A manutenção da Selic ocorre em um contexto de inflação desacelerando, embora preços de serviços continuem pressionados. De acordo com a ata da última reunião, em dezembro, o Copom sinalizou que a taxa será mantida por tempo prolongado para assegurar a convergência da inflação à meta de 3%, com tolerância de 1,5 ponto percentual (entre 1,5% e 4,5%). O cenário é marcado por elevada incerteza, exigindo cautela na política monetária.

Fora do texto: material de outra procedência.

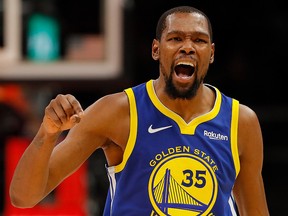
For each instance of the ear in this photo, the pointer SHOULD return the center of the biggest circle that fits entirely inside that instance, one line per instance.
(155, 50)
(212, 54)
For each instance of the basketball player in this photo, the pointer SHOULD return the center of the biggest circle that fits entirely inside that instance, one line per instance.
(174, 145)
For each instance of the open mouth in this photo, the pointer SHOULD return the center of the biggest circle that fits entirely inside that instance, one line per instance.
(184, 69)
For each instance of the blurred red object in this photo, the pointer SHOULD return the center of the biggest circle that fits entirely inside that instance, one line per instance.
(69, 198)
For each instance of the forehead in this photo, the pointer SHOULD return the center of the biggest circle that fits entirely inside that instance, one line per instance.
(186, 22)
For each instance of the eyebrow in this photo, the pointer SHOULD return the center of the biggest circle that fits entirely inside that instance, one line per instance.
(183, 32)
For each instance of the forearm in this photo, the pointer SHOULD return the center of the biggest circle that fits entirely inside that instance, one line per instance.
(28, 185)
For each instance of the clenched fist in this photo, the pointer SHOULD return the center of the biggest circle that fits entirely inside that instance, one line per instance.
(62, 113)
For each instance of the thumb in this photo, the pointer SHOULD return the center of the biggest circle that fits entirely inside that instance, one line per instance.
(76, 118)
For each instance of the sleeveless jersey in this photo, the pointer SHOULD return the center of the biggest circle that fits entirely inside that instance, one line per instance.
(171, 167)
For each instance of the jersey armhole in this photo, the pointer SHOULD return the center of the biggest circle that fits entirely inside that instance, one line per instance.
(133, 130)
(234, 135)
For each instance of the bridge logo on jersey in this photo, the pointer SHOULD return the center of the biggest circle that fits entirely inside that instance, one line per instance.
(182, 184)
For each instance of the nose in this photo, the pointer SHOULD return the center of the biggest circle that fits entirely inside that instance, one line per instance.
(187, 47)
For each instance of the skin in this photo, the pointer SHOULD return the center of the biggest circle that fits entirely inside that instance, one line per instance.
(44, 165)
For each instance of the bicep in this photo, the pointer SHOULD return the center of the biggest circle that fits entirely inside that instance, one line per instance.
(249, 189)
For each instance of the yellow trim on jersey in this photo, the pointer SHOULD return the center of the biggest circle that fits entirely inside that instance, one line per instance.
(185, 128)
(133, 130)
(234, 135)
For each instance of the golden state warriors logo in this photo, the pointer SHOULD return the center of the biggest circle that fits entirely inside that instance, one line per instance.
(182, 184)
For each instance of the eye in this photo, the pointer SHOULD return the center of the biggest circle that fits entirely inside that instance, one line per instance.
(199, 40)
(175, 39)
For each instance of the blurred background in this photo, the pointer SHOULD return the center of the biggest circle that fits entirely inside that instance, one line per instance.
(96, 47)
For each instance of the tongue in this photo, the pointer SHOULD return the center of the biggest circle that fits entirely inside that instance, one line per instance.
(183, 70)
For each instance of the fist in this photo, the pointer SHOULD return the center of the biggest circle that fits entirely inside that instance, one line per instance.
(62, 113)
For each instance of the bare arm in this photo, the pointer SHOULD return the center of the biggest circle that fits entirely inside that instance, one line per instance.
(249, 189)
(28, 184)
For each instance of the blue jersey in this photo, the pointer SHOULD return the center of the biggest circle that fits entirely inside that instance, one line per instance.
(171, 167)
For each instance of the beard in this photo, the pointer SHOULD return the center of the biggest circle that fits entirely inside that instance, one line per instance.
(175, 92)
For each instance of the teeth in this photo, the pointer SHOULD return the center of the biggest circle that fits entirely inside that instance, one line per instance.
(185, 63)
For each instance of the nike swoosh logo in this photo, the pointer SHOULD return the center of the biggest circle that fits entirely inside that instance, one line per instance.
(155, 130)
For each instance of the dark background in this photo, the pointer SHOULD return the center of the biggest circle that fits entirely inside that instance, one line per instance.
(250, 65)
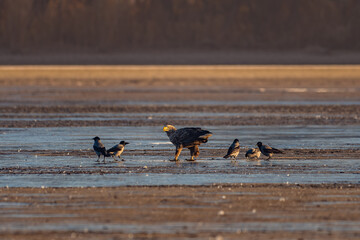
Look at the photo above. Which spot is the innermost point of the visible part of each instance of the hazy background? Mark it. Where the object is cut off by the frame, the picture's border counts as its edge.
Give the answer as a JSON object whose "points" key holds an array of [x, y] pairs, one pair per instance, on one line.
{"points": [[179, 31]]}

Analistas de mercado, conforme o boletim Focus, previam a estabilidade da taxa até março. No entanto, a recente queda do dólar para cerca de R$ 5,20 elevou as chances de um corte já em janeiro. A prévia do IPCA-15 registrou 0,2% em outubro, acumulando 4,5% em 12 meses, no teto da meta. A estimativa de inflação para 2025 caiu para 4,4%, segundo o Focus.
A Selic, principal instrumento do Banco Central para controlar a inflação, influencia as taxas de crédito e a economia como um todo. Elevações anteriores, de setembro de 2024 a junho de 2025, foram seguidas de quatro reuniões sem alterações. O Copom, composto pela diretoria do BC, reúne-se a cada 45 dias para analisar dados econômicos nacionais e internacionais.
Sob o novo sistema de meta contínua, em vigor desde janeiro de 2025, a inflação é monitorada mensalmente com base em 12 meses acumulados. O Banco Central projeta o IPCA em 3,5% para 2026, com revisão prevista para março no próximo Relatório de Política Monetária.